• by hodgesrm on 2/3/2022, 2:46:40 AM

    Try ClickHouse. You can set it up on a laptop, in a VM, or get a trial on one of the cloud services. You didn't say which RDS database you are using but ClickHouse can read data directly from MySQL and PostgreSQL. Pull it into tables on ClickHouse and try out your analytic queries to see if it seems reasonable.

    100s of millions of rows is relatively small for ClickHouse, so you don't need to worry about advanced optimizations like compression codecs or materialized views. Standard datatypes and the default LZ4 compression should be just fine. Y

    Here's quickstart video that will teach you most of what you need to get started: https://www.youtube.com/watch?v=phTu24qCIw0

    I work on ClickHouse at Altinity and created the education video. I'm kind of biased. ClickHouse is not the only OSS data warehouse. There is also Druid and Pinot. I think, however, for this particular case where you are pulling from RDS that ClickHouse will turn out to be a good solution.

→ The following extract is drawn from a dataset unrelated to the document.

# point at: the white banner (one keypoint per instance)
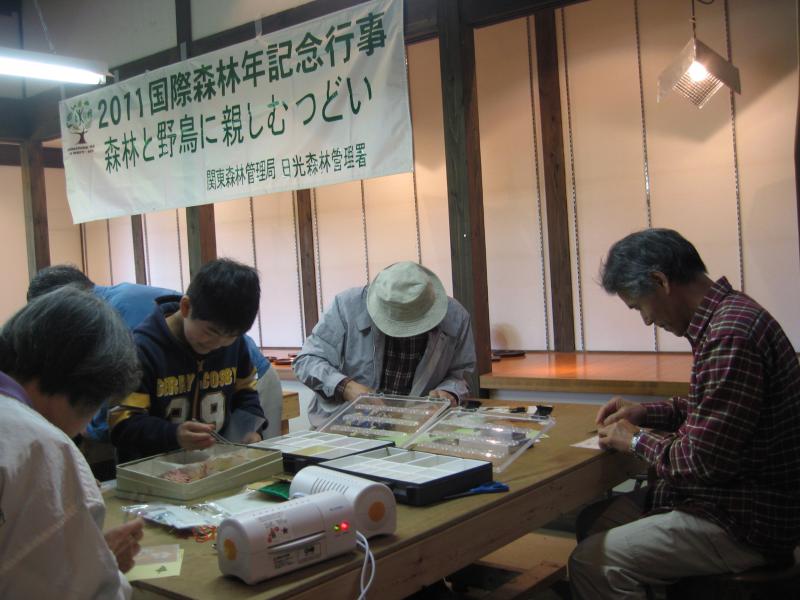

    Good luck whatever approach you choose!

  • by edmundsauto on 2/2/2022, 11:46:05 AM

    Clickhouse for storage, airflow for orchestration. Dbt for reusability in your models and transforms. There are a bunch of decent extractors that have prebuilt connectors to pull data from third parties.

    Most of all, though, you should think through how users will discover data, and how you will check quality. Once your transforms start getting complicated, you’ll want this (and maybe a metric store).

    Since your data isn’t huge, build things so you can rerun in a different architecture, should you outgrow your setup. Keep a certain level of raw data where possible in AWS, make sure your dbt build works from scratch.

    While your data size is small, focus on delivering value from as simple an architecture as you can get away with. If you can rebuild your warehouse because you’re using standards, the underlying tech doesn’t matter as much as the processes and culture you establish.

  • by brudgers on 2/2/2022, 4:29:44 PM

    Have you considered hiring a consultant experienced in solving this class of problem? This is ordinary business process stuff, not your company's core competence.

    And it is not something your team has experience doing (presumably since the question).

    Because it's all AWS, this is commodity work. Go to Linkedin and find someone to talk to. Good luck.

  • by seektable on 2/4/2022, 7:49:16 PM

    > - Reporting (Metabase, Superset, Quicksight?)

    SeekTable may be useful for tabular reports, also it is good for embedding.